Die Oppositionsparteien Lega Nord und die 5-Sterne-Bewegung (M5S) hatten die Gespräche boykottiert, weil sich der bisherige Ministerpräsident Letta bei seinem Rücktritt nicht wie von ihnen verlangt dem Parlament gestellt hatte. Letta hatte am Freitag aufgegeben.

Vertreter aller anderen Parteien berieten mit Napolitano, darunter auch der wegen Steuerbetrugs rechtskräftig verurteilte Silvio Berlusconi. Er bekräftige, dass sich seine Partei Forza Italia (FI) nicht an der neuen Regierung beteiligen werde. „Wir werden in der Opposition sein, aber es wird eine verantwortungsbewusste Opposition sein“, sagte der 77-Jährige. Frühere Zusagen für die Unterstützung von Reformen, etwa ein neues Wahlrecht, seien jedoch weiterhin gültig. Berlusconi hat als Anführer der größten Oppositionspartei in Rom noch immer großen Einfluss.
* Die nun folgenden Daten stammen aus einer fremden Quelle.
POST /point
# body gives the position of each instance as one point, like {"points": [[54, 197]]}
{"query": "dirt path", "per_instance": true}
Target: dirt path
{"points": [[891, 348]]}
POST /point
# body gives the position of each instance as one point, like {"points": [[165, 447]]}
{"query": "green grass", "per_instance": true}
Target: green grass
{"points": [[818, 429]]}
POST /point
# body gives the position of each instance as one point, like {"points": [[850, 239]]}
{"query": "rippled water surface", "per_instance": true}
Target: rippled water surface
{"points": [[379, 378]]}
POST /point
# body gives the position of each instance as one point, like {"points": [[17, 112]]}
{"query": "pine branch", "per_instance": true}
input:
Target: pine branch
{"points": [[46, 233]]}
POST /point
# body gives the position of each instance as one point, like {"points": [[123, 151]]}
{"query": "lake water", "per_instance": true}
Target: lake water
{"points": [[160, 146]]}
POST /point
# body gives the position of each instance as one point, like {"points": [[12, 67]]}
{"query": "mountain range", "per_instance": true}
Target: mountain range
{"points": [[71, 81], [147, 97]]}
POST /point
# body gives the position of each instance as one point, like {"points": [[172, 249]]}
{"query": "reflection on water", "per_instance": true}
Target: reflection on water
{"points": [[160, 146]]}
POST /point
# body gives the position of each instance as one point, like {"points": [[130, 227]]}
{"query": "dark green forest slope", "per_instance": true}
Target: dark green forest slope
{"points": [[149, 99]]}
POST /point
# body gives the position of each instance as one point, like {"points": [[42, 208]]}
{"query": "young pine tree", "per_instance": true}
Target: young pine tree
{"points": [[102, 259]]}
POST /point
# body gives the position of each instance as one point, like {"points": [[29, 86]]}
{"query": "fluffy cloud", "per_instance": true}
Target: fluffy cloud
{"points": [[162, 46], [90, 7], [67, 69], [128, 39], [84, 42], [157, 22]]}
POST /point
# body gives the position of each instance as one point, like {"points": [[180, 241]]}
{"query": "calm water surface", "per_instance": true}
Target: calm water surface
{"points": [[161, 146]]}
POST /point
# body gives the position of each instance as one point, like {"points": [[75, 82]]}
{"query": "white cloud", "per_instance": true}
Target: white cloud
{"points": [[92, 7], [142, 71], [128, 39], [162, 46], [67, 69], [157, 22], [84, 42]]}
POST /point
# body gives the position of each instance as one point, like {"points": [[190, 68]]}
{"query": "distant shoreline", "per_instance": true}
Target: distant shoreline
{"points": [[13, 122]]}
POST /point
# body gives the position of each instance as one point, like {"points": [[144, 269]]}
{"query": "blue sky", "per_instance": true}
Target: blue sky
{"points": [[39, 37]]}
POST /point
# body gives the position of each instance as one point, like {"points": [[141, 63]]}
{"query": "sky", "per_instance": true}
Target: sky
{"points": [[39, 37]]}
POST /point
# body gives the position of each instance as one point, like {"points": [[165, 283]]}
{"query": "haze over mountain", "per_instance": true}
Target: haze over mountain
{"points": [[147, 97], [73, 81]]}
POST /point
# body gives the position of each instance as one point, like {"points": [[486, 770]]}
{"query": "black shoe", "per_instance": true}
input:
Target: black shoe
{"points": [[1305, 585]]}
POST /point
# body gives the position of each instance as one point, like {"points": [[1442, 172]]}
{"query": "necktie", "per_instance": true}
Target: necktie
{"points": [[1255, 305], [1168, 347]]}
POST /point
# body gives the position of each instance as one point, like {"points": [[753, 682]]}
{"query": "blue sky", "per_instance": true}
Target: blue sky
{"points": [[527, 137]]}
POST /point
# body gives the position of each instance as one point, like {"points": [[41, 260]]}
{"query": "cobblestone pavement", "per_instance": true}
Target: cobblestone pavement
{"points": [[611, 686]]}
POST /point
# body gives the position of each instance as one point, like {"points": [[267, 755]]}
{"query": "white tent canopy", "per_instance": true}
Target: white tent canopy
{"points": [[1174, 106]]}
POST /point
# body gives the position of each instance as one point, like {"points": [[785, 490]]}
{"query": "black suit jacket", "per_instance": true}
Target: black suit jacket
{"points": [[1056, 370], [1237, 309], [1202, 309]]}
Es wird nun erwartet, dass Renzi mit der gleichen Mehrheit wie Letta regieren könnte. Der Chef der Mitte-Rechts-Partei Nuovo Centrodestra (Ncd), Angelino Alfano, stellte die Kooperation des größten Koalitionspartners in Aussicht. „Italien braucht und verdient große Dinge. Wir sind bereit für diese großen Dinge“, sagte er. „Es ist klar, dass das Konditional, das „Wir wollen“, an bestimmte Bedingungen geknüpft ist.“ So dürfe Renzi das gemeinsame Bündnis etwa nicht um weitere linke Kräfte erweitern.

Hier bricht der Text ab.